Forse nemmeno Shabbar, detenuto a Islamabad da novembre del 2022, si aspettava che Italia e Pakistan ce l'avrebbero fatta dopo mesi di tormentati e ripetuti rinvii, strappi e ricuciture diplomatiche, a trovare la via di un'estradizione storica, la prima dalla sua terra a Roma.
Le differenze "di ordinamento giuridico, valoriali e religiose", ha sottolineato più volte il procuratore di Reggio Emilia, Gaetano Calogero Paci, hanno lasciato il passo a "esigenze di giustizia" e "l'esito positivo dimostra il fatto che il Pakistan, al di là di ogni altra considerazione, ha guardato alle fonti di prova che la procura della repubblica di Reggio Emilia ha raccolto e che poi il ministero degli Esteri, attraverso il ministero della Giustizia, ha trasmesso". Fonti di prova, aggiunge, "allo stato solide e tali da legittimare l'estradizione di una persona".

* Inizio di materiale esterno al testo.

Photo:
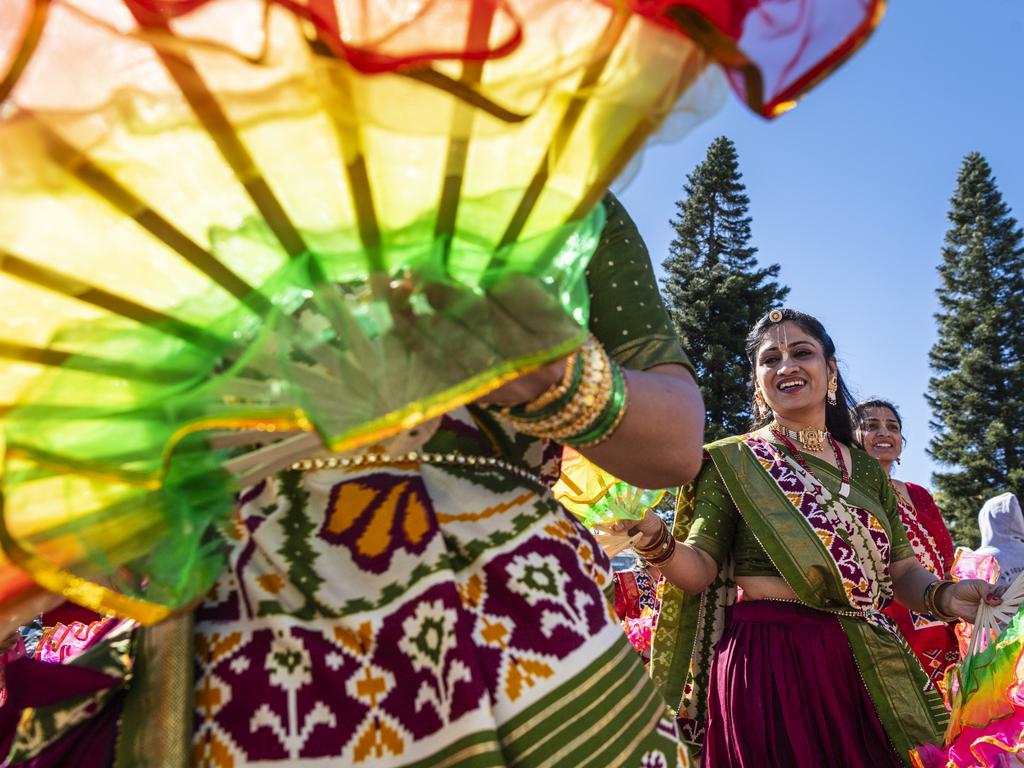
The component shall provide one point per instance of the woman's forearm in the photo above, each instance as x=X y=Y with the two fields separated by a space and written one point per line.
x=659 y=442
x=909 y=580
x=690 y=569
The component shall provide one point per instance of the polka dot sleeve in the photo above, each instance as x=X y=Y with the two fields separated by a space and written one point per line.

La vicenda della ragazza trovata sepolta in una buca nelle campagne di Novellara un anno e mezzo dopo la sua morte "per strangolamento o strozzamento" potrebbe aver aperto un nuovo varco tra i due Stati come suggerisce la considerazione del generale della Guardia di Finanza Giampiero Ianni, responsabile dell'Interpol in Italia.

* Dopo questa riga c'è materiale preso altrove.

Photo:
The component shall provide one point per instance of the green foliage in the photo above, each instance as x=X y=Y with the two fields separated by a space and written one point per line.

"Al di là delle vicende politiche, ciò che è stato evidenziato è l'interesse da parte del Pakistan e dell'Italia ad approfondire e coltivare anche questo rapporto di cooperazione perché non solo è assolutamente funzionale ai rapporti bilaterali ma anche per ulteriori sviluppi investigativi futuri e in altri ambiti”. Paci va oltre suggerendo che "l'opinione pubblica italiana ha subito uno choc, ma anche in Pakistan il caso di Saman ha destato forte commozione" e ha assicurato che anche nel Paese di Shabbar è inaccettabile un omicidio come questo.

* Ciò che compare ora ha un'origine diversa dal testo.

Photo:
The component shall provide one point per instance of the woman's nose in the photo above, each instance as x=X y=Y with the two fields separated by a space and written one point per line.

Secondo il magistrato, "questa vicenda rappresenta un esempio di perfetta funzionalità ma anche di credibilità e affidabilità all'estero del sistema giudiziario e istituzionale italiano che ha concorso a tutti i livelli al conseguimento del risultato".
Maurizio Pallante, il comandante del Nucleo investigativo dei carabinieri di Reggio Emilia è andato fisicamente in Pakistan a prendere Shabbar. Segue il caso dal primo minuto, da quando la giovane ha manifestato quel disagio familiare che l'ha portata in comunità: "È un momento gratificante se pensiamo che fino a due anni fa non avevamo trovato il suo corpo e non c'era nessuna persona sospettata. Abbiamo lavorato senza continuità con un grande coinvolgimento nella tragedia di questa ragazza". Tutti i 'protagonisti' dell'estradizione chiamano Saman per nome a conferma dell'impatto anche emotivo che avuto la sua storia.
Ora manca un ultimo pezzo all'inchiesta. "Lavoriamo sottotraccia per trovare anche Nazia, la moglie di Shabbar. Coperture per lei in quanto donna? Non ci risultano - garantisce Paci -. C'è una 'red notice'. Appena viene trovata sarà arrestata". Per adesso Nazia, che avrebbe progettato l'omicidio assieme al marito facendolo eseguire allo zio di Saman, Danish Hasnain, e ai cugini Ikram Ijaz e Nomanullaq Nomanullaq, viene giudicata in contumacia.
Appuntamento all'otto settembre quando, come ogni imputato, Shabbar deciderà se andare in aula e rendere dichiarazioni davanti alla Corte d'Assise. E se presentarsi più in là nel processo, che marcia verso una probabile sentenza entro fine anno, quando toccherà a suo figlio, il fratellino di Saman, raccontare in aula cosa è successo alla ragazza riconosciuta da chi ne ha analizzato le spoglie dall'analisi dei denti grazie a una foto in cui sorrideva.